Я все таращилась на старика, когда подошла Свобода.
- Мне жаль вашего друга, - шепнула я.
- Нет, - старик высокомерно вздернул подбородок, но в глазу плескалась боль, - он не был моим другом. Он был ничьим другом. А теперь утикайте.
И мы ушли.
'Она была похожа на вас'.
Что, черт возьми, это значит?
По радио звучала песня Ари Баррозу, ставшая лейтмотивом фильма 'Бразилия'. Я открыла окошко такси и закурила. Свободе это не понравилось. Честно говоря, мне тоже, но иногда ничего лучше курения я не могу придумать. Очень часто не могу придумать. Еще ни разу не придумала. Налегать на ментоловые леденцы? Перебирать четки? Это не для меня.

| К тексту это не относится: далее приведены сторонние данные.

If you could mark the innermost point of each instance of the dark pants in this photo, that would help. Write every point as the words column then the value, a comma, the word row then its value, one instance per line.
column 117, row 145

Леди в стрекозьих очках, темноволосая девушка, - она похожа на меня.
Перешагнув порог офиса 'Реньи', я оставила за дверью все свои волнения. До девяти вечера я была в безопасности от собственных мыслей. От собственных, блин, мыслей.
ГЛАВА 17
Часы - перламутровое тикающее яйцо, красивее американской мечты - показывали половину десятого. В начало одиннадцатого ко мне в берлогу придет Лука. Если я не хочу заставлять его ждать, мне стоит поторопиться. Я отложила ручку и встала из-за стола.
Еще нет десяти вечера, но 'Стеклянная Сосулька' уже стала исключительно унылым стеклянным муравейником без муравьев. Тоскливее зрелища не придумаешь. Здание аккомпанировало моим шагам тишиной, в которой потрескивал кондиционер. Где-то кто-то громко разговаривал - поздний телефонный разговор, театр одного актера. Я спустилась в лифте в стеклянный вестибюль.